I had many a great lecturer back in the day, but one I remember for his arduous field trips. Professor Roland Emson was much loved by his students and respected by his colleagues. He loved nothing better than endangering his students on rocky shore ecology field trips, in sub-arctic temperatures, torrential rain and hurricane-force winds, but even he never got up to anything quite like this (as far as I know)…

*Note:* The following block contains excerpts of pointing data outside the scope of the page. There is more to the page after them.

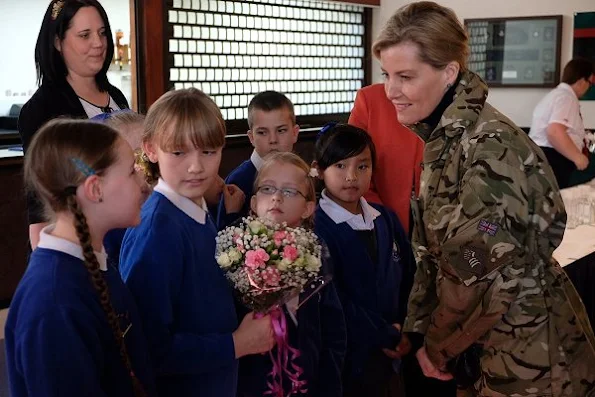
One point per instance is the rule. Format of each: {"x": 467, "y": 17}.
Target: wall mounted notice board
{"x": 583, "y": 45}
{"x": 516, "y": 52}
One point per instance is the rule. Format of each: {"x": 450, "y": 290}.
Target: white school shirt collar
{"x": 256, "y": 160}
{"x": 338, "y": 214}
{"x": 184, "y": 204}
{"x": 47, "y": 241}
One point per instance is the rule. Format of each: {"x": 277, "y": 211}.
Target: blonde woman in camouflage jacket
{"x": 488, "y": 217}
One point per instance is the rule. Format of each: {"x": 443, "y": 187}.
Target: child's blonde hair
{"x": 277, "y": 158}
{"x": 179, "y": 118}
{"x": 124, "y": 122}
{"x": 61, "y": 156}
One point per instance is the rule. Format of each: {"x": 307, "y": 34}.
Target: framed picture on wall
{"x": 516, "y": 52}
{"x": 583, "y": 45}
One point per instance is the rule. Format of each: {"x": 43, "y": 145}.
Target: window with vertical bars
{"x": 312, "y": 51}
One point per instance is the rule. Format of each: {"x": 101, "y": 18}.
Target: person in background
{"x": 399, "y": 152}
{"x": 73, "y": 328}
{"x": 273, "y": 128}
{"x": 488, "y": 217}
{"x": 73, "y": 52}
{"x": 557, "y": 125}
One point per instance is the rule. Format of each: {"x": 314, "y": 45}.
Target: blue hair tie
{"x": 82, "y": 167}
{"x": 326, "y": 128}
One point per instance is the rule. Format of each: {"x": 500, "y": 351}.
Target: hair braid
{"x": 92, "y": 265}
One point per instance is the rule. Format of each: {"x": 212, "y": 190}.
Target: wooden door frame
{"x": 151, "y": 16}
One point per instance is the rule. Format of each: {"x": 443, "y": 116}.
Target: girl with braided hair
{"x": 73, "y": 328}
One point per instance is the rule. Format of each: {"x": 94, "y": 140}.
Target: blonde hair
{"x": 62, "y": 155}
{"x": 277, "y": 158}
{"x": 180, "y": 117}
{"x": 435, "y": 30}
{"x": 124, "y": 122}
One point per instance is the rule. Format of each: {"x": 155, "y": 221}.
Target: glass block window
{"x": 312, "y": 51}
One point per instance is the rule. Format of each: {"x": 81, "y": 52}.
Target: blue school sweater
{"x": 58, "y": 340}
{"x": 112, "y": 242}
{"x": 243, "y": 176}
{"x": 186, "y": 304}
{"x": 373, "y": 295}
{"x": 320, "y": 336}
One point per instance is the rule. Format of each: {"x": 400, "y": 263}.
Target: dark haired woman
{"x": 72, "y": 55}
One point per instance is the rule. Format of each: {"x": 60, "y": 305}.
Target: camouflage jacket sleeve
{"x": 490, "y": 237}
{"x": 423, "y": 298}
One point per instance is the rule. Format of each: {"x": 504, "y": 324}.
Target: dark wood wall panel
{"x": 14, "y": 236}
{"x": 150, "y": 17}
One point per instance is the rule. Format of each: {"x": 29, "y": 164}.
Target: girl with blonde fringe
{"x": 73, "y": 328}
{"x": 168, "y": 261}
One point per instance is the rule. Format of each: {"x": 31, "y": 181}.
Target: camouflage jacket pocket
{"x": 478, "y": 248}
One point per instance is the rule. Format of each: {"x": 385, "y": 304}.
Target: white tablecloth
{"x": 580, "y": 241}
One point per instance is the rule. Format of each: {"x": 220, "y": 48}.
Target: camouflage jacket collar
{"x": 470, "y": 97}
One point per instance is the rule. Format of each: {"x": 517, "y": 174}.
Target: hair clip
{"x": 56, "y": 8}
{"x": 325, "y": 128}
{"x": 82, "y": 167}
{"x": 70, "y": 191}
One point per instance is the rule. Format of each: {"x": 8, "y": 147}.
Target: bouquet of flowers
{"x": 268, "y": 264}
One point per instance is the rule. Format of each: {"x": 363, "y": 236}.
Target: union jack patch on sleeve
{"x": 488, "y": 227}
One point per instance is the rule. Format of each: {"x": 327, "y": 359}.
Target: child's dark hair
{"x": 341, "y": 142}
{"x": 56, "y": 21}
{"x": 268, "y": 101}
{"x": 52, "y": 170}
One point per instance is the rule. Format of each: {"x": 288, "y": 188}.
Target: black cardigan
{"x": 52, "y": 100}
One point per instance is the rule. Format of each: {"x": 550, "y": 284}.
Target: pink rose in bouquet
{"x": 268, "y": 264}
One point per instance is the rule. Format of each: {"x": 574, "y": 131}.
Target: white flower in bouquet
{"x": 234, "y": 255}
{"x": 313, "y": 263}
{"x": 255, "y": 226}
{"x": 224, "y": 260}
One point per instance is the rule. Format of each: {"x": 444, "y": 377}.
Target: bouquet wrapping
{"x": 269, "y": 264}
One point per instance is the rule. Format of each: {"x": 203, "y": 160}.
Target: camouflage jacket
{"x": 488, "y": 217}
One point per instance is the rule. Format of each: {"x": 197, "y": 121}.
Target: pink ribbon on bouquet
{"x": 283, "y": 360}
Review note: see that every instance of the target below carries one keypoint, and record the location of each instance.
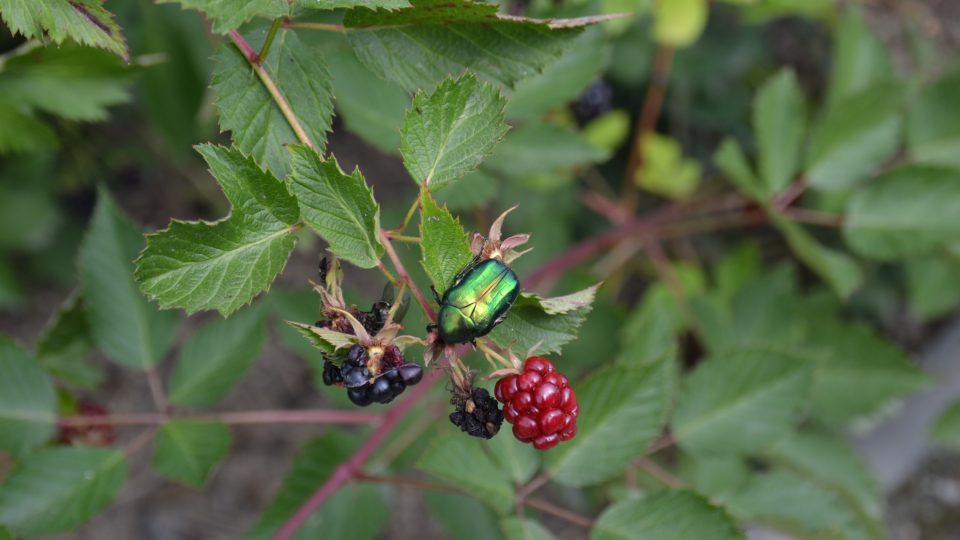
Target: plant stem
(265, 50)
(405, 277)
(316, 416)
(272, 88)
(647, 122)
(352, 466)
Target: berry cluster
(540, 404)
(478, 415)
(372, 375)
(593, 102)
(90, 435)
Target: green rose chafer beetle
(483, 292)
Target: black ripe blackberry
(479, 415)
(593, 102)
(377, 375)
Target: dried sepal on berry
(492, 247)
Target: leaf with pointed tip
(668, 515)
(418, 46)
(188, 452)
(249, 111)
(622, 410)
(125, 326)
(223, 265)
(448, 133)
(216, 357)
(554, 321)
(445, 246)
(230, 14)
(339, 207)
(57, 489)
(84, 21)
(27, 400)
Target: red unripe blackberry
(540, 404)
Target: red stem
(347, 470)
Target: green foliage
(762, 394)
(399, 45)
(57, 489)
(125, 326)
(223, 265)
(340, 208)
(446, 248)
(27, 400)
(908, 211)
(188, 452)
(552, 321)
(253, 116)
(484, 478)
(84, 21)
(622, 411)
(671, 515)
(947, 428)
(448, 133)
(356, 511)
(216, 357)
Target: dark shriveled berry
(478, 416)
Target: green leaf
(932, 284)
(223, 265)
(27, 400)
(908, 211)
(22, 132)
(828, 461)
(779, 124)
(542, 148)
(462, 517)
(793, 505)
(946, 430)
(854, 356)
(484, 479)
(446, 248)
(188, 452)
(230, 14)
(448, 133)
(521, 460)
(679, 23)
(340, 208)
(55, 490)
(72, 82)
(622, 409)
(732, 162)
(84, 21)
(761, 395)
(838, 269)
(933, 123)
(664, 170)
(859, 58)
(417, 47)
(125, 326)
(370, 106)
(670, 515)
(216, 357)
(854, 137)
(524, 529)
(475, 190)
(563, 80)
(248, 110)
(356, 511)
(65, 344)
(552, 320)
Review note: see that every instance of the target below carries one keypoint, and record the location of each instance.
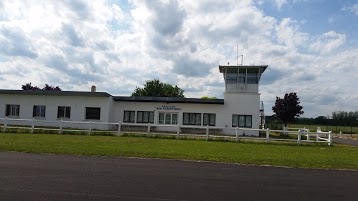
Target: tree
(156, 88)
(28, 86)
(287, 108)
(50, 87)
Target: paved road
(55, 177)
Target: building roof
(55, 93)
(167, 99)
(262, 67)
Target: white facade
(240, 106)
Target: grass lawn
(291, 155)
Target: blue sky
(311, 46)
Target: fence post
(237, 133)
(119, 128)
(5, 124)
(267, 135)
(90, 127)
(329, 138)
(61, 125)
(178, 131)
(32, 125)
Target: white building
(239, 108)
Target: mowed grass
(291, 155)
(334, 129)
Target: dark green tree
(287, 108)
(155, 88)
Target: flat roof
(167, 99)
(115, 98)
(262, 67)
(55, 93)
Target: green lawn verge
(291, 155)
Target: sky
(310, 46)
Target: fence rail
(91, 127)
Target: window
(145, 117)
(63, 112)
(191, 118)
(129, 116)
(242, 75)
(209, 119)
(12, 110)
(242, 121)
(93, 113)
(168, 118)
(39, 111)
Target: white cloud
(352, 9)
(280, 3)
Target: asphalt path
(40, 177)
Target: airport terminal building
(239, 108)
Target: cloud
(352, 9)
(76, 44)
(72, 36)
(328, 42)
(280, 3)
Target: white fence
(207, 132)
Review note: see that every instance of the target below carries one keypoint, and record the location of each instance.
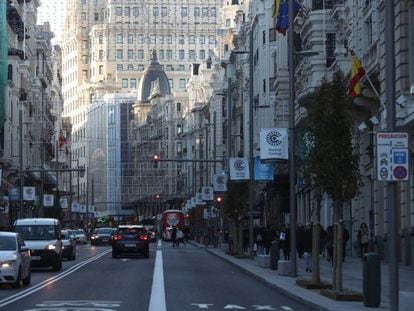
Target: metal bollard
(274, 255)
(371, 280)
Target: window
(124, 83)
(196, 12)
(161, 54)
(184, 11)
(191, 55)
(140, 54)
(119, 38)
(133, 83)
(204, 12)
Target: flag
(282, 19)
(357, 73)
(275, 8)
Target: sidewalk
(352, 279)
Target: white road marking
(157, 300)
(47, 282)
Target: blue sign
(263, 171)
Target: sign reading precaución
(392, 156)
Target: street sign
(392, 156)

Carcharodon carcharias favourite prey… marine biologist (Homo sapiens nex votum)
Title: Shark detectives
Author: Michael C. Scholl & Thomas P. Peschak
Publication: Africa Geographic
Volume: Vol.13, No.8
Date: September 2005
Surprisingly little is known about great white sharks, considering that in some quarters they are regarded as a public enemy and extremely dangerous to humans. But think about it – they don’t survive in captivity and they are not easy to see, let alone track, in their ocean environment. When researchers do see them they are, understandably, reluctant to get too close. To this day, the sharks’ migration patterns and mating habits, even their population status, remain a mystery. In south-western South Africa, though, biologists Michael D. Scholl and Thomas P. Peschak are going to great lengths to learn more about one of the ocean’s greatest predators.
Full article: http://www.whitesharktrust.org/pages/mediaarticle/media25.html
Quickie Summary: http://www.hoax-slayer.com/shark-following-kayaker.shtml
I know this is a bit old (and we know considerably more about C. carcharias these days – not least due to Scholl and Peschak), but when I came across this picture on Hoax Slayer the other day, it made me think of my days mucking around with lions, tigers, bears, wolves and the like and think – I may moan about my students, but at least they’re not likely to rip my legs off if I give a bad lecture.